Nos vieux pays européens entrent dans la mondialisation à reculons, pleins d’angoisse devant une révolution à laquelle rien ne les a préparés : là où la chute de Rome avait été précédée par l’avènement du christianisme, là où la révolution française était fille de l’Encyclopédie et le séisme bolchevique enfant spirituel du marxisme, la révolution mondialiste n’est si l’on peut dire « fille de personne ». Aucune philosophie structurante pour accueillir les débris de nos civilisations fatiguées ! Comme disait en son temps Gramsci : « le vieux monde ne veut pas mourir et le nouveau tarde à naître ». Le constat est inquiétant.

La Danse Macabre : Couvent des Innocents, Paris
Faisons ensemble le tour des solutions envisageables :
1/ La faillite ne déplairait pas aux tenants actuels de l’extrême gauche. Elle éliminerait une bonne part des possédants tout en ruinant à coup sûr tous les épargnants. Je crois entendre le « bien fait ! » des thuriféraires de cette solution radicale. C’est la technique utilisée par l’URSS naissante dont elle n’a pu sortir qu’en affamant son peuple par des exportations de grain pour payer cash ses achats de machines. Mais c’est oublier qu’un pays qui a fait défaut ne s’en remet pas avant de très longues années. Et il faut être bien fou pour penser que le niveau de vie des plus pauvres en sortirait grandi. La faillite argentine quoi qu’on puisse en dire, n’est pas rassurante sur ce point. Encore ne s’agissait-il que d’un pays « moyen » dont les conséquences de la banqueroute ont pu être limitées… Le krach d’un grand pays aurait, lui, des conséquences incalculables.

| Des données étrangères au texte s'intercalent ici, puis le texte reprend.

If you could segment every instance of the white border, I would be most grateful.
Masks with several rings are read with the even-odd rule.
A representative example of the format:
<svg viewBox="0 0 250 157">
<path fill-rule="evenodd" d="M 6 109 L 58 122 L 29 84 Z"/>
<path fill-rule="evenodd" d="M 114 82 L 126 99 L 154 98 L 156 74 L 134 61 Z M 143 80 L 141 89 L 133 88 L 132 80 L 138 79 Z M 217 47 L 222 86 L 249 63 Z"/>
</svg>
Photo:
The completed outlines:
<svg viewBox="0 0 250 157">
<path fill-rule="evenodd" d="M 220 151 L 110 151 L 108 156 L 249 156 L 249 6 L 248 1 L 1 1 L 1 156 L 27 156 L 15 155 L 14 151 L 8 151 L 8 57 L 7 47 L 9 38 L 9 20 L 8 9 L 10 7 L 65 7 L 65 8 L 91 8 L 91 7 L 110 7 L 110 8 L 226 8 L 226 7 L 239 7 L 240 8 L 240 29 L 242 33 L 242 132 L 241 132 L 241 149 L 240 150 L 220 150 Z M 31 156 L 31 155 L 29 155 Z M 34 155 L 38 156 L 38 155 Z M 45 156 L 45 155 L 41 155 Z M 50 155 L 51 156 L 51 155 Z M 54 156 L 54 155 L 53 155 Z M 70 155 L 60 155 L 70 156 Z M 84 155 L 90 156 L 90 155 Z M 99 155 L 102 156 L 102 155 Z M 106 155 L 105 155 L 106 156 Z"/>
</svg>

2/ L’inflation : D’autres prônent la relance keynésienne à la Roosevelt : lancer de grands travaux d’intérêt général en empruntant davantage mais en mutualisant les dettes, ce que les Etats européens les plus sérieux contestent à bon droit. Rappelons à ce sujet quelques vérités utiles :
Là où la France et l’Angleterre sortent ruinées de la guerre de 14, les U.S.A. de l’époque sont riches. En 1929, on estime le taux d’endettement fédéral à environ 25% du PIB. Rien à voir avec les 100 à 110% d’aujourd’hui ou les 85% (chiffre moyen) de l’Europe. De plus les « smoke stack industries », disons les grands secteurs manufacturiers, sont encore intégralement présents sur le sol américain. Il est donc possible d’appuyer sur le levier relance par l’endettement au profit des usines locales là où l’Amérique actuelle a perdu des pans entiers de son outil industriel. Le fait est que la relance par la consommation (crédit à taux zéro etc.), profite largement au reste du monde sans doper beaucoup la croissance intérieure. Il y faudrait une politique beaucoup plus protectionniste permettant aux U.S.A. de remettre en route leurs chantiers navals, leurs usines sidérurgiques etc. Mais il est bien tard pour cela car ses créanciers ne l’entendraient pas de cette oreille et l’Amérique ne peut les ignorer sous peine de mesures de rétorsion ravageuses.
Si l’on admet que la dévaluation unilatérale, euphorisante à court terme, est impossible au sein de la zone euro et qu’une croissance forte est sans doute écologiquement insupportable à l’échelle mondiale, le niveau de la dette actuelle ne saurait donc être stoppé et plus encore diminué (en % du PIB) que par un seul moyen: l’inflation.